So, my academic year just ended with grades being due a couple days ago. I’ve been debating what to write for this post–well, I’ve thought about it for all of the celebration weeks, really. I’ve enjoyed reading many of your posts during these last celebratory weeks and realized that I at least need to participate in 1! 1 week!
I guess I want to comment on this group and its community. Apologies: I think my professor stuff is showing here. Through those years I was not an active member, I still followed along to see what people were doing and watching people come and go (much like I’d done). Many of you have spoken to the special and unique group that is the Doristas and I’ve been doing some reading about food writing and rhetoric to wrap my head around all of this as it’s concluding.
One particular article, by Lynn Z. Bloom (2008 in College English), had some interesting commentary and analysis about what makes a good food writer.
One aspect she highlights is the relationship between reader and writer.
“Readers and writer are allies in the text, and therefore in life. They share a passion for both the text and the subtext, a zestful appetite for life, which they expect to be satisfying—if not in the living, then in the writing, the retelling and interpreting.”
We are definitely each other’s allies working through dishes like Salmon in a Jar and Caviar in Aspic (shudder) as well as yummies like Paris-Brêst and Marie-Hélène’s Apple Cake. Yet, as I see it, we are not just looking through the window at each other’s kitchens and lives as is, really, the most typical reader-writer relationship for food-type blogs.
Instead, we share all that Bloom mentions and we share a book–a common uniting force and author, no less(!)–which means we are both readers and writers on many, many levels.
Which brings me to the next Bloom quote.
“Food writing emphasizes its human contexts . . . . an intimate social context of family and friends . . . and occasions made happier by the presence of food.”
I read this and I thought, ah! The Doristas do this, yes.
But, it happens on more levels than just the writer sharing. It’s a give and take where part of the social context is, well, us. For writer and audience alike this happens, because we are cooking the same things in the same week, whether we live in Canada, the US, Greece, Malaysia, Australia, or anywhere in between. We are sharing cooking experiences, in part like people used to share recipes in the pre-internet days, but it’s almost like our kitchens are next to each other where we can nearly call out, “do you have an extra cup of sugar?”

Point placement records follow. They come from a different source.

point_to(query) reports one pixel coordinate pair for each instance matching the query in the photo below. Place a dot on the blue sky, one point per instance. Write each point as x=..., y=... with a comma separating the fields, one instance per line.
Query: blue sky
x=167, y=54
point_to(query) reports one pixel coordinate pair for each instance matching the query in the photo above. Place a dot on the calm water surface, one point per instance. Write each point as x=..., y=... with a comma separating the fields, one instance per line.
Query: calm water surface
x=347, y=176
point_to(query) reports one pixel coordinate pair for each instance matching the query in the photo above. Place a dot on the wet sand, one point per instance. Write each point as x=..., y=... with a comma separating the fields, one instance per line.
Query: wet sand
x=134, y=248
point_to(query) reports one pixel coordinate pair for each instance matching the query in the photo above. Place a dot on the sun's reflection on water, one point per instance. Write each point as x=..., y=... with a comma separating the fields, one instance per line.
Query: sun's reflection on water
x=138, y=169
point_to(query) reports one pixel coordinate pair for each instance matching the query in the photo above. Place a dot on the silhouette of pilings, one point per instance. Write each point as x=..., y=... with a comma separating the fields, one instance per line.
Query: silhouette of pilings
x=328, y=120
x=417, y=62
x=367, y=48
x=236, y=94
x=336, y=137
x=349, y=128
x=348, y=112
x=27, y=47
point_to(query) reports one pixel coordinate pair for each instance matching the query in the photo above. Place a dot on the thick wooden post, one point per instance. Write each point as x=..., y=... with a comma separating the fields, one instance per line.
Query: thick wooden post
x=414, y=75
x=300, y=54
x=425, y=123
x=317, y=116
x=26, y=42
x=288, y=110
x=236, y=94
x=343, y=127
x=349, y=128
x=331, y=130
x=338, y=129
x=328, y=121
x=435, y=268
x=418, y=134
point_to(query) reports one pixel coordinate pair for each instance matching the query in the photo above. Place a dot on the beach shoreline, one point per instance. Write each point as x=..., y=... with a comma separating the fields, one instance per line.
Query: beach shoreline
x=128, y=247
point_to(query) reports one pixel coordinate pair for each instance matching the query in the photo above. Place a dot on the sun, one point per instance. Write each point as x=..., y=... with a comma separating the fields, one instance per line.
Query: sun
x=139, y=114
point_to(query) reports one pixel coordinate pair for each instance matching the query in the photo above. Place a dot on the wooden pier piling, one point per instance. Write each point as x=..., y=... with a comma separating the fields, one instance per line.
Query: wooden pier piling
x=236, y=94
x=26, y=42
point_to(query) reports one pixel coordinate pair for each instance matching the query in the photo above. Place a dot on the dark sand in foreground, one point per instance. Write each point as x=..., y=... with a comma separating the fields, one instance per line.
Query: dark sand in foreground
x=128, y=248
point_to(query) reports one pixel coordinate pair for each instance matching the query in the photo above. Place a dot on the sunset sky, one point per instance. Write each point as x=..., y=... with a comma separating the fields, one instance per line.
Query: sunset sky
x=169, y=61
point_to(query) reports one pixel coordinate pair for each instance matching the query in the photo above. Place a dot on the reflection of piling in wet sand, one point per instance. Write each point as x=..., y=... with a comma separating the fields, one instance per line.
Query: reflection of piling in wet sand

Even more, we use this medium–our blogs–to speak about our lives and to establish a social context of friends in our Dorista group.
But, why didn’t any of the other groups have the same closeness, even when based on books by the same author?
Here’s what I think (if you’ve even made it this far).
Around my French Table.
Dorie, with that title, and with her bonnes idées and headnotes and sidebars, invited us into her social context and occasions made happier by the presence of food. (Even Ina cooked through it. ha!)
I guess, in the end, what has happened is that by cooking Dorie’s book we’ve settled around her French table; and in the act of blogging we’ve also settled, week by week, around each other’s French tables as well. There may also be something about cooking and not just baking. Desserts are wonderful, but in centuries past they were often enjoyed in more rarified domains. Instead, we’ve cooked through soups, snacks, seafood, meat, veggies–all of it! I could go on about anthropologists and how what separates us from animals is cooking, but I’ll leave it at that.
The point is, there’s an intimacy to that cookbook title, more than any other of Dorie’s cookbooks, an invitation to settle in and enjoy. Even Baking Chez Moi is, I think, more action-oriented, what with the “baking.”
Oh, but ‘our’ book . . . Around my French Table. Sit. Stay awhile and enjoy. I think the Doristas have carried that torch forward nicely.
Thank you to this wonderful community.